Provocation No. 4: The big novel will survive, simply because of the power of inertia, and because there will always be a need for something as capacious to contain and possibly comprehend the ever-growing complexity of human life. Our exposure to the international market at the Frankfurt Book Fair will also provide more impetus to the production of novels, something at which we Filipinos have not been particularly good at, historically speaking. 

On the other hand—Provocation No. 5—there will be a general shortening and simplification of form, as writing seeks to approximate the meme, or Tiktok. I don’t know exactly how this will happen, or what form it will take, but when I look at the frankly scary popularity of Lang Leav, I worry that people will see that kind of poetry as the new standard. Of course Emily Dickinson was just as short if not even shorter 150 years ago; she would have made a fine poet for our time.

Given what the world is going through, and the even bleaker future humanity faces, I propose—Provocation No. 6—that the literature of the future will be one of survival, of coping, of enduring. I have recently been advocating the need to produce a literature of hope, but that will be a difficult ask for young writers just trying to keep their heads above the water, and more understandably concerned with this life than with anything that may follow. Science fiction and fantasy will always go over the visible horizon, anticipating a distant future albeit in often dystopian terms, but for most, it will be the literature of next week.

And in that increasingly diminishing and threatening universe—Provocation No. 7—when our precious selves are all we have left to cling to, the literature of “I am,” the first-person narrative, and the politics of identity will prevail. When we no longer trust the government, business, education, our parents, the Church, and even God, and on the verge of losing control of our own petty lives, we will desperately fight to be recognized, acknowledged, and maybe even loved. We will leave nations and societies to the editorialists and social scientists; in fiction and poetry, we will seek solace and sense.

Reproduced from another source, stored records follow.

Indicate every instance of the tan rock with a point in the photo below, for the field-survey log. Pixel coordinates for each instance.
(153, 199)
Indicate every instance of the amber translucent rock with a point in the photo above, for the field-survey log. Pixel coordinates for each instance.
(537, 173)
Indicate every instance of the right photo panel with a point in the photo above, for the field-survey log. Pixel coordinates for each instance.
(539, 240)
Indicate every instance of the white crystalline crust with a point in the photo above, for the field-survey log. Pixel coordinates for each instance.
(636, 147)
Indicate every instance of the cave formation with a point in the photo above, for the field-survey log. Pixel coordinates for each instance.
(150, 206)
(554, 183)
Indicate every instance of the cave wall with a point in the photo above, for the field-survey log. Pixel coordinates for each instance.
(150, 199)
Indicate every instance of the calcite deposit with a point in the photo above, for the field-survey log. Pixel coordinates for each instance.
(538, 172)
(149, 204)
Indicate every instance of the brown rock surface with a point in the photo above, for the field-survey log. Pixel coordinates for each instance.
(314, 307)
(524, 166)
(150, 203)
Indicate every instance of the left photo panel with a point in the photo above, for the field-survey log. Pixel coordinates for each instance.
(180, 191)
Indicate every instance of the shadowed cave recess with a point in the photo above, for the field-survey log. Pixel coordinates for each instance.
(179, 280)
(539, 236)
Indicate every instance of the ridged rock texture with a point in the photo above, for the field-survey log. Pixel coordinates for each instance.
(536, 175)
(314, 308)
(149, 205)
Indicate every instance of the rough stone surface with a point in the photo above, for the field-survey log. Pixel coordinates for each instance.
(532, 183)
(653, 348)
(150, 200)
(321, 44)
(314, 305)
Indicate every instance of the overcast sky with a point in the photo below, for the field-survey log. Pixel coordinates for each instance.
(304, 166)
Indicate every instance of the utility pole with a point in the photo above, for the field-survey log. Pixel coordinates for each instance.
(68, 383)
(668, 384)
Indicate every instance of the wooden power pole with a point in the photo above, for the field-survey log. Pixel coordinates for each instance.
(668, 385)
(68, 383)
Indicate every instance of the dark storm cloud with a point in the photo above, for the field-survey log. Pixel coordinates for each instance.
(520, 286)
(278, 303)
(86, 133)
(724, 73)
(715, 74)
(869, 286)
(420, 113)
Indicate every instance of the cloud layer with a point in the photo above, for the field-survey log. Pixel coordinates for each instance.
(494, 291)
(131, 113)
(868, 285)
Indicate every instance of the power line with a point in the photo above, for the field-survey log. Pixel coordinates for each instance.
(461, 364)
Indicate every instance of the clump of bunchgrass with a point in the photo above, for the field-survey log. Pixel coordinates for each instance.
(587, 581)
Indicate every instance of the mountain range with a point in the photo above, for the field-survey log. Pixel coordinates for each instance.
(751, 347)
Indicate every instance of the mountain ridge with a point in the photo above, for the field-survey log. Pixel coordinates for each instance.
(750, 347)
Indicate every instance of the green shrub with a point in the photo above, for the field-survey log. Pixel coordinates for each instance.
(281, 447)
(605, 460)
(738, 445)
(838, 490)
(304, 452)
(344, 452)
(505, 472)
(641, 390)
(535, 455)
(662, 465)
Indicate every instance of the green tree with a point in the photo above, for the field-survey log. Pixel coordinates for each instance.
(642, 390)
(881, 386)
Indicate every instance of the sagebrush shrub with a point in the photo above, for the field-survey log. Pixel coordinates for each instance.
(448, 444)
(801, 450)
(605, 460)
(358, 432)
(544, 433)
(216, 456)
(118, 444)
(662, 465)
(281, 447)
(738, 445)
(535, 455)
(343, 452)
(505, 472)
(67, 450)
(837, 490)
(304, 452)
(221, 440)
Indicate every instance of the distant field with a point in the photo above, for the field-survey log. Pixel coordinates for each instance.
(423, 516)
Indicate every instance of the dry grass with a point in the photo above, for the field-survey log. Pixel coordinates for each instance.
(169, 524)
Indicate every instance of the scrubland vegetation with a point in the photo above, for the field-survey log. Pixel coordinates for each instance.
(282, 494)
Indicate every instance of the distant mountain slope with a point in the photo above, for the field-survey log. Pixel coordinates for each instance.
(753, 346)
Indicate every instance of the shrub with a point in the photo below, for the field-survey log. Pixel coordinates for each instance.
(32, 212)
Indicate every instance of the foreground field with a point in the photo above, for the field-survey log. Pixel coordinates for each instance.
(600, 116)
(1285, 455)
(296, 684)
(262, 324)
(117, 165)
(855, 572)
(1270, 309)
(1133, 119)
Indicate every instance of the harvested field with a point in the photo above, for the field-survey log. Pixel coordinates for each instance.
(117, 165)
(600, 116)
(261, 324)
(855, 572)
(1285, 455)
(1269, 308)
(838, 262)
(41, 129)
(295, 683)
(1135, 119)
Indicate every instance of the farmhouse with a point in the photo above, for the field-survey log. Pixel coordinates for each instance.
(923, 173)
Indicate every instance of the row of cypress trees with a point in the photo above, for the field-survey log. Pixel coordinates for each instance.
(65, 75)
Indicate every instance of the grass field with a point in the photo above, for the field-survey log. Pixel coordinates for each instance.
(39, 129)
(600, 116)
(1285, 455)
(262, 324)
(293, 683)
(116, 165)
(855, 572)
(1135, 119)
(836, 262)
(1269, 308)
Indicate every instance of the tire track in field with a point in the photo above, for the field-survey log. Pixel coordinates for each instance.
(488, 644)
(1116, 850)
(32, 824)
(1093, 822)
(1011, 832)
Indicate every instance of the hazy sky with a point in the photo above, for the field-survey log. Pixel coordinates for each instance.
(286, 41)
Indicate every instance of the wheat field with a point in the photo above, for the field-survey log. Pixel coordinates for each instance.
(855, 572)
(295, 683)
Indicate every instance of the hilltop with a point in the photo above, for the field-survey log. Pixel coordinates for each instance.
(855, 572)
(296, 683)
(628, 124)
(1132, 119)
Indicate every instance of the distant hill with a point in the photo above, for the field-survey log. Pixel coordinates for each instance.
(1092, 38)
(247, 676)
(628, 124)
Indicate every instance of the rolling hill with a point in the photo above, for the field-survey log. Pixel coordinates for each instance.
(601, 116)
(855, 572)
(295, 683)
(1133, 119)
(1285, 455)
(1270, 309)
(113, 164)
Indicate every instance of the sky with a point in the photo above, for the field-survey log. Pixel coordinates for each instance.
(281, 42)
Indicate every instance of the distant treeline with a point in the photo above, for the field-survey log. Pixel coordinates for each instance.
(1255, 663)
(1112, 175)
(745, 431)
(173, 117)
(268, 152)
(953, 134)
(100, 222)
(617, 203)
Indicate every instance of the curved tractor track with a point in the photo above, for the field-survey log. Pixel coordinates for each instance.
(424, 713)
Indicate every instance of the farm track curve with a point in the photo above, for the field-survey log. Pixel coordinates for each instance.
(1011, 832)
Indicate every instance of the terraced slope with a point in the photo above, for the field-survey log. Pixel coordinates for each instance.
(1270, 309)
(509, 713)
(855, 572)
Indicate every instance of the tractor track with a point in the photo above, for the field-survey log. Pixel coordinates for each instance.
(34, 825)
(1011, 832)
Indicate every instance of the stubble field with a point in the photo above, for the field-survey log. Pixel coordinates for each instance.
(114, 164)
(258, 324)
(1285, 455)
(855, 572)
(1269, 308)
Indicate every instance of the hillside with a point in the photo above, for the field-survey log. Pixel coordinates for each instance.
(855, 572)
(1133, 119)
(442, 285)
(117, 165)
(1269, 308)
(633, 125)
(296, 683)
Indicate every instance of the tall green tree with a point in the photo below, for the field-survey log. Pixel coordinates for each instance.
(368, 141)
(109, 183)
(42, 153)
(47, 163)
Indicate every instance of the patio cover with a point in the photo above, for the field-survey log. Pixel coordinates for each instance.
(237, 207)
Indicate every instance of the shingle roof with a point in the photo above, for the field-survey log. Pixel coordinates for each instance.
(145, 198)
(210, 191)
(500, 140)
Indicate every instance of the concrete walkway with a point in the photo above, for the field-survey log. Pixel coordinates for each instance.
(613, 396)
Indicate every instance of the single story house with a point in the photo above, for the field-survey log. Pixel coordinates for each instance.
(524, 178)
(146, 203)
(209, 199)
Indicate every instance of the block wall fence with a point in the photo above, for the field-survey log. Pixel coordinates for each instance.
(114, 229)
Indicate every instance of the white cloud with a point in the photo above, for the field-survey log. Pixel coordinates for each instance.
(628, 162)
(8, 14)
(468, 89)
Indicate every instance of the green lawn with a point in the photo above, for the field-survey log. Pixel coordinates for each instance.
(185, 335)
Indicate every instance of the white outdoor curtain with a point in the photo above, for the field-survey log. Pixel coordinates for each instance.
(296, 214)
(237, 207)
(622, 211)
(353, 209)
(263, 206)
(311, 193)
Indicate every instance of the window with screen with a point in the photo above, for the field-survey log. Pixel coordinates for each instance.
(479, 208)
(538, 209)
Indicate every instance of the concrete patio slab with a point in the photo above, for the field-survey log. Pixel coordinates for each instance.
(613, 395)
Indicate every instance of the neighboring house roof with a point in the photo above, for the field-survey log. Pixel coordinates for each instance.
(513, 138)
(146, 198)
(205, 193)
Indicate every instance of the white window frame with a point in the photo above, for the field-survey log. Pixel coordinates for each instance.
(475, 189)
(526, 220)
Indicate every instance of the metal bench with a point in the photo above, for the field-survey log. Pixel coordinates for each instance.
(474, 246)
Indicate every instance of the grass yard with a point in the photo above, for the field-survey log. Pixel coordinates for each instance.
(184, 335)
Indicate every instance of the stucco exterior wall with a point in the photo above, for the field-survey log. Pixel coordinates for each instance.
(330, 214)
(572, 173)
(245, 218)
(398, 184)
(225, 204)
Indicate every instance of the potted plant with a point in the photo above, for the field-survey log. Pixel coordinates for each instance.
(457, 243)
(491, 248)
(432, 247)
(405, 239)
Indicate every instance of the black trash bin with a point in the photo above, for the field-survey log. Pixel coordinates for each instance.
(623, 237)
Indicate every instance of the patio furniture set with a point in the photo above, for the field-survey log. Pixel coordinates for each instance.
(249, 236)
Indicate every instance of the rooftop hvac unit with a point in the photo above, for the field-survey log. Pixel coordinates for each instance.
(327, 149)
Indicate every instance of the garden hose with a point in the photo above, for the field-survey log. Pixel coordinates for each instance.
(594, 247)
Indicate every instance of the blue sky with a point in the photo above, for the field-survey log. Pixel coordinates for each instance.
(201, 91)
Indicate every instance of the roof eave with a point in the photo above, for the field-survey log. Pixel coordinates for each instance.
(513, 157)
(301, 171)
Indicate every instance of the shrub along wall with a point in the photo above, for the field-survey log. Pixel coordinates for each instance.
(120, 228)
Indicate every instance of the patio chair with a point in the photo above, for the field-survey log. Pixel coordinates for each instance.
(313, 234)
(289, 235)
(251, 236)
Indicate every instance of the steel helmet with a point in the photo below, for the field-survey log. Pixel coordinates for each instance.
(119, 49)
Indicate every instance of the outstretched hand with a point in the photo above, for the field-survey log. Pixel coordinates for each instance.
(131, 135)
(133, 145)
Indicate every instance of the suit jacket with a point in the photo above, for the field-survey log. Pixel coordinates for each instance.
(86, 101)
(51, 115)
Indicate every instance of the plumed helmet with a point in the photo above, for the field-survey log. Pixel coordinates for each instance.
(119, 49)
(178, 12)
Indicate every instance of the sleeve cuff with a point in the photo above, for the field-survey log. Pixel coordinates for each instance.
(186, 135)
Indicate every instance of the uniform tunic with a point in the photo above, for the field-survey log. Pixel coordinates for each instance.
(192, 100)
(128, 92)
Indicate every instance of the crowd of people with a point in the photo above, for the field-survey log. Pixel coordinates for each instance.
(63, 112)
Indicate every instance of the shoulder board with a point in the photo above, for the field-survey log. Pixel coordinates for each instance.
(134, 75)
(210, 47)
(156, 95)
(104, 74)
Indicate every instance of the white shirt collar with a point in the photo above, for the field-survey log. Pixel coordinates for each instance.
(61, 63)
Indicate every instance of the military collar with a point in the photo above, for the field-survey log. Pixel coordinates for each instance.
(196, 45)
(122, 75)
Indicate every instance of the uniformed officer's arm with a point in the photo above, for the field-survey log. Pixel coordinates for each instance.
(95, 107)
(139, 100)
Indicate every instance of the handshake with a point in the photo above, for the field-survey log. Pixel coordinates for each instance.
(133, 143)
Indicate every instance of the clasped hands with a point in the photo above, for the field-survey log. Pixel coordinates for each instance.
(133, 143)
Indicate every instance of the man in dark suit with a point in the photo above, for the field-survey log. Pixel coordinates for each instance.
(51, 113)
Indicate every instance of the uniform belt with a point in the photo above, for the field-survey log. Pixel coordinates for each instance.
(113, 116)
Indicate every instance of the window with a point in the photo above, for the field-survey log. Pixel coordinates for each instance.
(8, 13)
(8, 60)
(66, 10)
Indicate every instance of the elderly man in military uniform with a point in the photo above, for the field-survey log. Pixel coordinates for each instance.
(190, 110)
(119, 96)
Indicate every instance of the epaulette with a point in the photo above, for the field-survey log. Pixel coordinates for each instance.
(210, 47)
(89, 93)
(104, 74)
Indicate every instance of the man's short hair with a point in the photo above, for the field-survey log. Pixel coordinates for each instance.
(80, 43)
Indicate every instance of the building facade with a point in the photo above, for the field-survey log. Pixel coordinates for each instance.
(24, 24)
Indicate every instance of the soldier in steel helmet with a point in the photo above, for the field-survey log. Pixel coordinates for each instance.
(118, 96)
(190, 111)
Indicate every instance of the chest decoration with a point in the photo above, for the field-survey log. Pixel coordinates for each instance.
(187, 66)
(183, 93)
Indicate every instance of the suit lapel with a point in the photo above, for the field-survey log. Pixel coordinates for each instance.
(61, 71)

Let me just say a few words about the Frankfurt Book Fair, the 2024 edition of which I and some of us here attended last month. As you know, the Philippines will be Guest of Honor next year, which will do much to project the visibility of Philippine literature overseas. Even this year, many gains were already achieved by our writers and publishers, with dozens of deals signed for the translation and publication of our books in foreign markets.

Post-Frankfurt, Filipino writers will think of writing for the world—not necessarily in English although that’s always an option, but through translation, which will be the great equalizer. The huge surge in translation coming out of Frankfurt—not just from Filipino to English but from our other Philippine languages, including English, to other global languages—will forever change our literary culture, which has traditionally and quite unfairly favored our writers in English when it comes to recognition beyond our shores.

Also, and this may be a controversial point, I’ve long had this suspicion—and maybe Frankfurt proves it—that the rest of the world doesn’t really care about (because it doesn’t know about nor understand) the differences between Tagalog, Iluko, Bikol, and Cebuano etc. literature. When we reach foreign readers in translation, we’re all Filipino—and only Filipino—just as African or Indian literature  appear to us as cultural blocs rather than deeply variegated constructs. This has its positives and negatives, but I tend to lean on the positives, which are a reminder that our literature helps define a cohesive national experience and identity above the regional and ethnic markers otherwise so precious to us.

In one of my sessions in Frankfurt, I was asked a question, to which I replied: “I will always be more optimistic about literature than politics.” Given what has just happened in America, and what that will mean for the rest of the world, I have to believe this even more than ever.